GoogleCloudDataproc/spark-bigquery-connector

Reading a view results in a empty data frame

Opened this issue · 8 comments

I'm running into a strange situation reading a view from BigQuery using DIRECT method. The view in question contains a Boolean column which I'm attempting to filter on. Running a count on the dataframe returns the correct number of rows, but when collecting the results the dataframe appears empty.

The filter is being pushed down and there are streams returned from the BigQuery storage API.

INFO  [2024-07-23T09:09:57.690200Z] com.google.cloud.bigquery.connector.common.BigQueryClient: DestinationTable is GenericData{classInfo=[datasetId, projectId, tableId], {datasetId=<redacted>, projectId=<redacted>, tableId=<redacted>}}
INFO  [2024-07-23T09:09:57.701162Z] com.google.cloud.bigquery.connector.common.BigQueryClient: running query SELECT * FROM `<redacted>.hub.txn_sales_order_header` FOR SYSTEM_TIME AS OF TIMESTAMP_MILLIS(1721692800000)
INFO  [2024-07-23T09:10:05.171100Z] com.google.cloud.spark.bigquery.direct.DirectBigQueryRelation: |Querying table <redacted>.<redacted>.<redacted> created from "SELECT * FROM `<redacted>.hub.txn…", parameters sent from Spark:|requiredColumns=[],|filter=[(`boolean_flag` = true)]
INFO  [2024-07-23T09:10:06.522624Z] com.google.cloud.spark.bigquery.direct.DirectBigQueryRelation: Used optimized BQ count(*) path. Count: 7906080
INFO  [2024-07-23T09:10:18.972066Z] com.google.cloud.spark.bigquery.direct.DirectBigQueryRelation: |Querying table <redacted>.<redacted>.<redacted> created from "SELECT * FROM `<redacted>.hub.txn…", parameters sent from Spark:|requiredColumns=[<redacted>],|filter=[(`boolean_flag` = true)]
INFO  [2024-07-23T09:10:19.210747Z] com.google.cloud.bigquery.connector.common.BigQueryClientFactory: Channel pool size set to 2
INFO  [2024-07-23T09:10:19.483697Z] com.google.cloud.bigquery.connector.common.ReadSessionCreator: |creation a read session for table {}, parameters: |selectedFields=[<redacted>],|filter=[(`boolean_flag` = true)]
INFO  [2024-07-23T09:10:20.732685Z] com.google.cloud.bigquery.connector.common.ReadSessionCreator: Read session:{"readSessionName":"projects/<redacted>/locations/us/sessions/<redacted>","readSessionCreationStartTime":"2024-07-23T09:10:18.972392754Z","readSessionCreationEndTime":"2024-07-23T09:10:20.719572186Z","readSessionPrepDuration":527,"readSessionCreationDuration":1220,"readSessionDuration":1747}
INFO  [2024-07-23T09:10:20.732949Z] com.google.cloud.bigquery.connector.common.ReadSessionCreator: Received 50 partitions from the BigQuery Storage API for session projects/<redacted>/locations/us/sessions/<redacted>. Notice that the number of streams in actual may be lower than the requested number, depending on the amount parallelism that is reasonable for the table and the maximum amount of parallelism allowed by the system.
INFO  [2024-07-23T09:10:20.735739Z] com.google.cloud.spark.bigquery.direct.BigQueryRDDFactory: Created read session for table '<redacted>.<redacted>.<redacted>': projects/<redacted>/locations/us/sessions/<redacted>

As I say, you can see in the logs above the count returning the correct number of rows - it hits this code path and as I understand it, this should be getting the row count from the TableInfo of the materialized table (since actualTable is passed in) rather than running a count query on the view.

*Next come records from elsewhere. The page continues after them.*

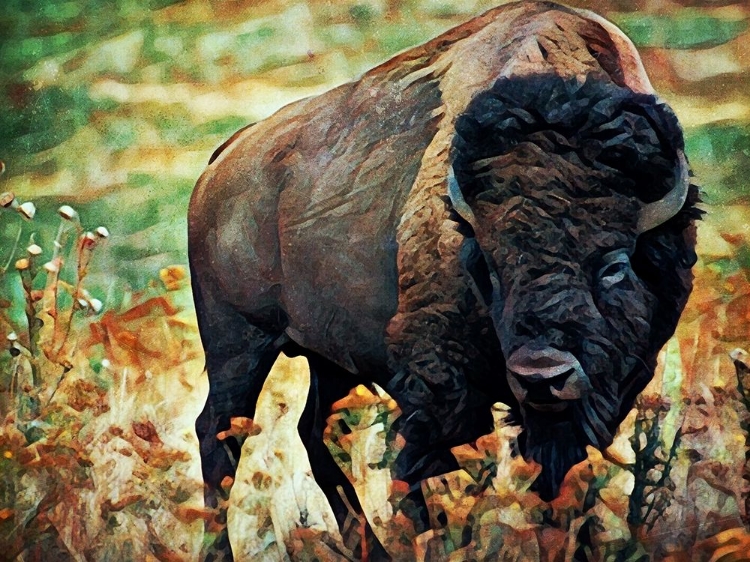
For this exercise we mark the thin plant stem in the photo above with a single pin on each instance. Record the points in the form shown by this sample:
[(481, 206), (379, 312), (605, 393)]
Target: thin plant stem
[(13, 250)]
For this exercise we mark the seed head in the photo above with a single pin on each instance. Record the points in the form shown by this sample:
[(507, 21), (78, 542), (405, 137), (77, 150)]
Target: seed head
[(96, 305), (67, 212), (88, 240), (7, 199), (51, 267), (27, 210)]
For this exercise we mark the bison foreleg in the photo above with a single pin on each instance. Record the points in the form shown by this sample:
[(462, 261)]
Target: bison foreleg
[(329, 383), (239, 356), (439, 409)]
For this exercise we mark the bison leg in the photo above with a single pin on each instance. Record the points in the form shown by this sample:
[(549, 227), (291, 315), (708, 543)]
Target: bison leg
[(329, 383), (239, 356), (439, 408)]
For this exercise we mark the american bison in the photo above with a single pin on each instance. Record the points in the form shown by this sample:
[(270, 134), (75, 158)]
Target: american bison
[(501, 214)]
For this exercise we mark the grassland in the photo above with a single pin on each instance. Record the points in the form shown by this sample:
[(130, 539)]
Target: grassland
[(113, 108)]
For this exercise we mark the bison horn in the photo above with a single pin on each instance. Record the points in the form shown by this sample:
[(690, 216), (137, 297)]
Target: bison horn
[(659, 212), (457, 200)]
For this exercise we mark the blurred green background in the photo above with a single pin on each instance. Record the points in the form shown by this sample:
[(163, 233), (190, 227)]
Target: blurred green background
[(115, 106)]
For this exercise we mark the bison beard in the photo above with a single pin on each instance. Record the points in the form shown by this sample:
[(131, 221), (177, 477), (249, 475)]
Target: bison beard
[(501, 215)]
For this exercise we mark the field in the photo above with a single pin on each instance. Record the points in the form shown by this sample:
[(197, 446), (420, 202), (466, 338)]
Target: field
[(109, 112)]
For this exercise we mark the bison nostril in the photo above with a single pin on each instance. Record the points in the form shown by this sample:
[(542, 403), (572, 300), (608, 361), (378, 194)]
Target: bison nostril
[(546, 375), (539, 363)]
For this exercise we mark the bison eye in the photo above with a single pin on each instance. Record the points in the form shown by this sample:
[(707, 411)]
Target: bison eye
[(615, 269)]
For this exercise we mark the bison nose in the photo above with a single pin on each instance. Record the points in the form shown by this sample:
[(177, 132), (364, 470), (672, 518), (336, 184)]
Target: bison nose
[(546, 378)]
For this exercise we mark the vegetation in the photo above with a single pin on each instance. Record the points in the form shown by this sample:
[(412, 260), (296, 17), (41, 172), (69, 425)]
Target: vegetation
[(108, 113)]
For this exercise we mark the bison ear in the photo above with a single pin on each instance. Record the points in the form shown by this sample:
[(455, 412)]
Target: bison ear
[(457, 200)]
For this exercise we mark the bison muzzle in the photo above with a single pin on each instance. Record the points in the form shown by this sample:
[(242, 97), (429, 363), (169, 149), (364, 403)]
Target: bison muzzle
[(502, 214)]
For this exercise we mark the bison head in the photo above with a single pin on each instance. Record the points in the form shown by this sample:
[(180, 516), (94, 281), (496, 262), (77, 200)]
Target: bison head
[(577, 194)]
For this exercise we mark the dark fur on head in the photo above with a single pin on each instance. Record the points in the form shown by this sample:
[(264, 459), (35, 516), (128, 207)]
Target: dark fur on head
[(558, 170)]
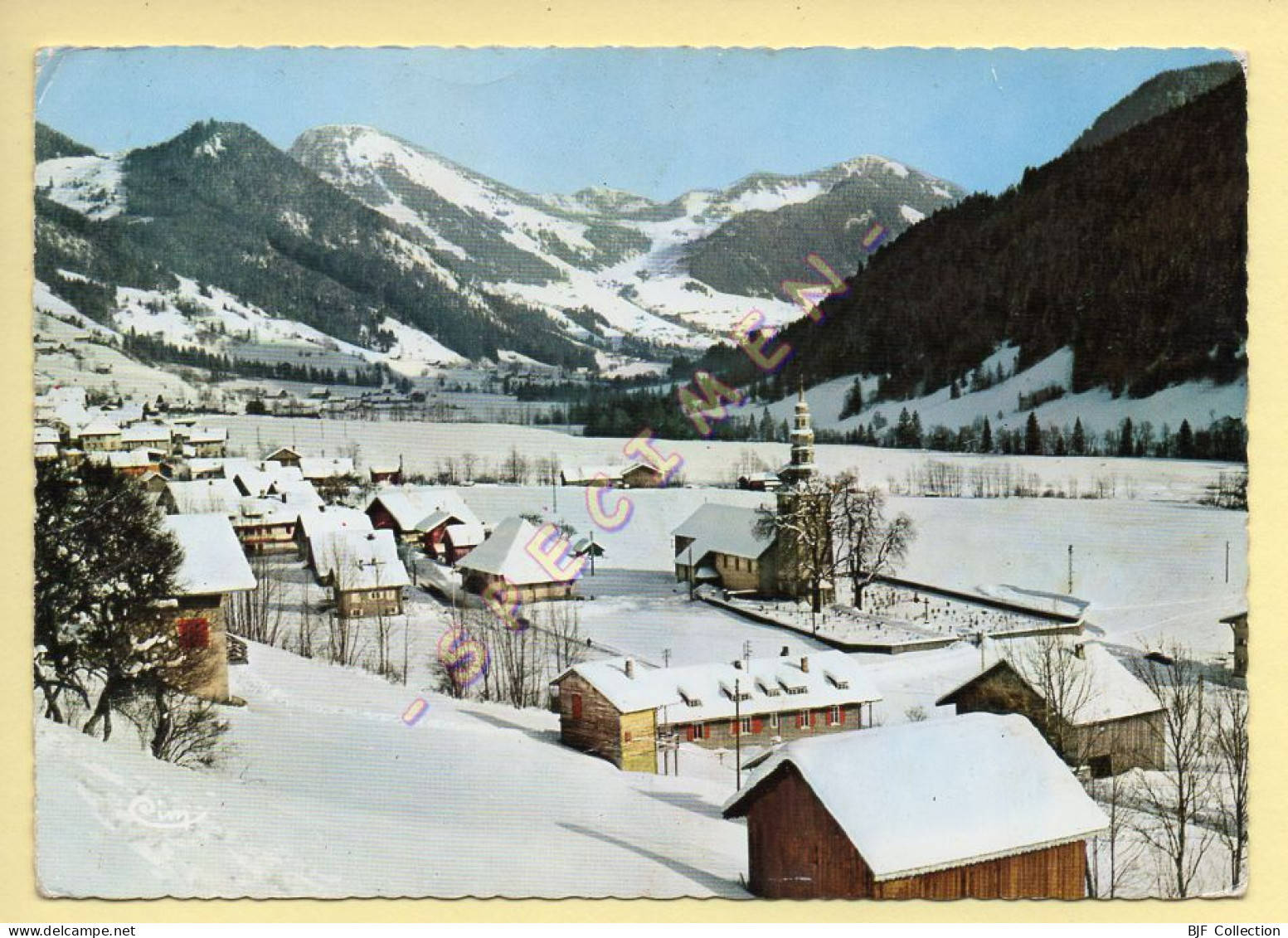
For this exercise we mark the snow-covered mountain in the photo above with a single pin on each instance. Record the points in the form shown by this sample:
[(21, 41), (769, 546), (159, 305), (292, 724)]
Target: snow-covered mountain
[(621, 255), (450, 265)]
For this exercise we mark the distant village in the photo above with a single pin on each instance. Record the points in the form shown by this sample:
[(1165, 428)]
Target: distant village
[(989, 803)]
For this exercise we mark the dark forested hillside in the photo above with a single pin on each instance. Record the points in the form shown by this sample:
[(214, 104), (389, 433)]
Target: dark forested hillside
[(51, 144), (1159, 95), (1131, 253)]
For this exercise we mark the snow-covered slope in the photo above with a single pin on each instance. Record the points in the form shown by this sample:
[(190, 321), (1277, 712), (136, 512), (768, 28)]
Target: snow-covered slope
[(90, 184), (612, 251), (328, 793)]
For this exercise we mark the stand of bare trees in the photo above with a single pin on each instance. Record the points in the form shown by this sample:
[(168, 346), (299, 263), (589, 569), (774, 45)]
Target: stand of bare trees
[(1179, 798), (258, 615), (1230, 746)]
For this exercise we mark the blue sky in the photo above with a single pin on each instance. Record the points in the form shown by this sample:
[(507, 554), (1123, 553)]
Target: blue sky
[(654, 121)]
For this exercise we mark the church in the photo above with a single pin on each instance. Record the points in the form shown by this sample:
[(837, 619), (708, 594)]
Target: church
[(728, 545)]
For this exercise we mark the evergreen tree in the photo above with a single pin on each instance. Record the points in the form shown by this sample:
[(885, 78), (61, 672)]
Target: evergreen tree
[(1080, 438), (1032, 435), (1126, 438)]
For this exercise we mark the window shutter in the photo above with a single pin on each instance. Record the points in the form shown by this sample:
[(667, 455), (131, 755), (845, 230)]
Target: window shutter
[(193, 633)]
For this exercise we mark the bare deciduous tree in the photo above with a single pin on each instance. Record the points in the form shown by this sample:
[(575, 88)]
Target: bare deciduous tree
[(870, 545), (1230, 746), (1176, 798)]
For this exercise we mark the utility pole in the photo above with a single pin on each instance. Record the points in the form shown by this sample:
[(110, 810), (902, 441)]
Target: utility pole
[(691, 572), (737, 736)]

However, I can see the metrics reported for each stream and they are all returning 0 rows and 0 bytes.

INFO  [2024-07-23T09:10:23.825977Z] com.google.cloud.bigquery.connector.common.LoggingBigQueryStorageReadRowsTracer: ReadStream Metrics :{"Stream Name":"projects/<redacted>/locations/us/sessions/<redacted>/streams/GgJpYxoCamYoAg,projects/<redacted>/locations/us/sessions/<redacted>/streams/CAEaAmljGgJqZigC","Started":"2024-07-23T09:10:21.694042175Z","Ended":"2024-07-23T09:10:23.792793440Z","Parse Timings":"Not enough samples.","Time in Spark":"Not enough samples.","Time waiting for service":"Not enough samples.","Bytes/s":0,"Rows/s":0,"Bytes":0,"Rows":0,"I/O time in ms":0} (_requestId: 13cd4c76a4b9334a, mdc.taskName: task 1.0 in stage 4.0 (TID 5))

Any idea how to debug this further? I'll note the materialization project is different to the project containing the view. Unsure this would cause issues though?

Can you please share the connector jar being used and the Spark version?

Also it would help if you can share the steps to reproduce the issue.

Spark 3.4 and 0.39.1 of the connector. I'm struggling to get a reliable way of reproducing the error. Will try and get that.

Thanks, @tom-s-powell What do you mean by reading a view from BigQuery using DIRECT method?

Ah apologies ignore the "DIRECT" method comment. This is reading a BigQuery view by simply using .load("<view-name">), rather than a custom query.

Hi @tom-s-powell, a sample code will really help to debug this issue. If you have a small testcase with this behavior, please add it.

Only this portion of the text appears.